Dearborn Heights Mayor Mo Baydoun condemned the attack and noted that Ghazali had been affected by the Iran war, "in which more than 2,000 people have been killed, mostly in Iran and Lebanon." "The tensions we see across the world too often find their way into our own neighborhoods, reminding us how deeply connected our shared safety is," Baydoun said in a statement.
The recent incidents come amid a broader pattern of security scares that have touched multiple parts of the country since the war began. Authorities have responded to threats and disruptions at airports in Kansas City and in suburbs of Washington, D.C.; two men were charged with terrorism-related offenses after throwing home-made bombs at an anti-Muslim rally in New York City; and a man who expressed pro-Iran views online opened fire at a bar in Austin, Texas, killing four people.
Federal public advisories concerning terrorism are issued through the Department of Homeland Security's National Terrorism Advisory System (NTAS). DHS issued an NTAS alert in June 2025 saying that brief hostilities between the U.S., Israel and Iran had created a "heightened threat environment" at home; that alert expired in September 2025. There are no current NTAS advisories.
Last week, the White House halted a bulletin from DHS, the FBI and the National Counterterrorism Center that was intended to warn state and local law enforcement agencies of an elevated threat tied to the Iran war.
Questions about domestic intelligence capacity have accompanied the increase in security incidents.
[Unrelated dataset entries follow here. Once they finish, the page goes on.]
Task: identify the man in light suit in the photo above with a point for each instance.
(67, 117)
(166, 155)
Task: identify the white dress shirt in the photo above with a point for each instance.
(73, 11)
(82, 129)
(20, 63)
Since President Donald Trump's return to the White House last year and his stated plans to reduce the size of the federal workforce, the DHS Intelligence and Analysis unit has been reduced from roughly 1,000 employees to about 500-600, three former agency officials said. DHS did not respond to a request for comment.
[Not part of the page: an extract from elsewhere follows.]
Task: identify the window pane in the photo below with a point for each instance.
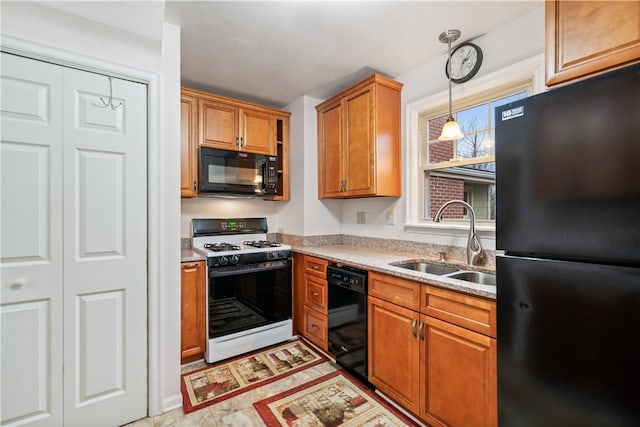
(502, 101)
(441, 151)
(472, 145)
(474, 184)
Travis Nelson, director of Maryland's homeland security office, criticized DHS's public communications focus, saying the department has emphasized the administration's mass deportation enforcement efforts rather than drawing attention to potential homeland risks stemming from the Iran conflict. "It's all about immigration enforcement," Nelson said. "We haven't seen anything from Homeland Security about the potential risk to the homeland as a result of what's going on in the Middle East."
For officials and analysts, the recent attacks underline a difficult tension in contemporary domestic security: while agencies can monitor organized plots and track transfers of materiel and funding, individuals who radicalize on their own and act independently create a threat vector that is inherently harder to detect. The Michigan and Virginia attacks illustrate how that gap in detection can manifest quickly and lethally within U.S. communities, even as federal agencies maintain an elevated posture in response to events overseas.
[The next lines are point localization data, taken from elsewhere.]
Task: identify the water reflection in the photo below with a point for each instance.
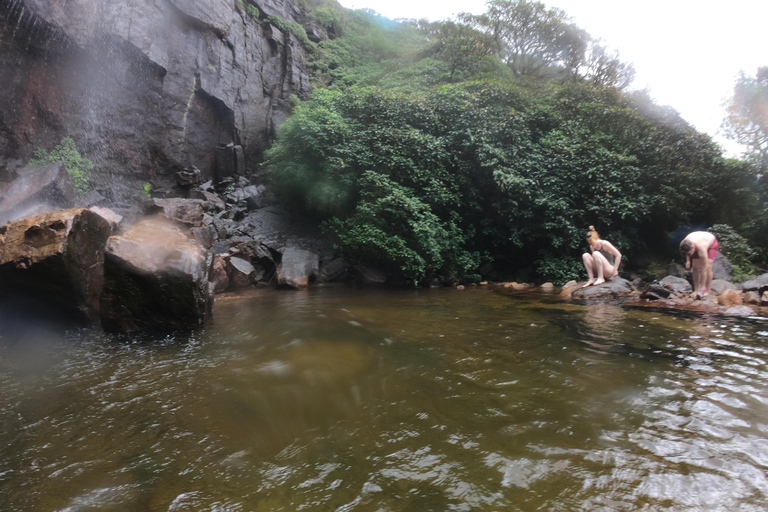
(371, 400)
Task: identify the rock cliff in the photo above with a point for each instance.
(147, 87)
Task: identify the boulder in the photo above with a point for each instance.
(56, 259)
(757, 284)
(297, 268)
(241, 273)
(372, 276)
(718, 286)
(613, 288)
(676, 285)
(675, 270)
(333, 270)
(729, 298)
(742, 311)
(37, 190)
(655, 292)
(721, 268)
(188, 212)
(155, 279)
(219, 277)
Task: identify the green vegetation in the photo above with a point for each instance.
(78, 167)
(432, 148)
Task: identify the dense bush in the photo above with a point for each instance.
(437, 182)
(77, 166)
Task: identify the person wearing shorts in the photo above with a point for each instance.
(699, 250)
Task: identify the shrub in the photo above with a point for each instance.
(78, 167)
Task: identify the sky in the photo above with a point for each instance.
(686, 53)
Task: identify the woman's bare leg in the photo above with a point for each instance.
(589, 264)
(602, 267)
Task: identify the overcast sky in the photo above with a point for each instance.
(686, 53)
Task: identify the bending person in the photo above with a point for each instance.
(597, 264)
(699, 250)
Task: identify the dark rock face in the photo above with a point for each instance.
(56, 259)
(37, 190)
(146, 88)
(155, 279)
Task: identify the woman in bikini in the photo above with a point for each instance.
(699, 250)
(597, 265)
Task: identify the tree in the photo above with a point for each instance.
(604, 69)
(461, 47)
(532, 38)
(747, 119)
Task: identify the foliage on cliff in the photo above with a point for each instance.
(441, 148)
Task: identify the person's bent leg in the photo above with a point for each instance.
(600, 264)
(696, 275)
(589, 264)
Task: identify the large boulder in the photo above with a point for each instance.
(297, 268)
(613, 288)
(155, 279)
(676, 285)
(56, 259)
(37, 190)
(758, 284)
(722, 268)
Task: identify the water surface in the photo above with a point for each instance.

The incidents have prompted renewed calls for community vigilance, stronger information sharing between local organizations and law enforcement, and focused attention on how reductions to analytical capacity might affect the ability to identify self-radicalizing actors before they strike. Officials have emphasized the role of local security measures - as in the synagogue case - while also flagging the challenges of national-level threat communication and resource allocation amid competing policy priorities.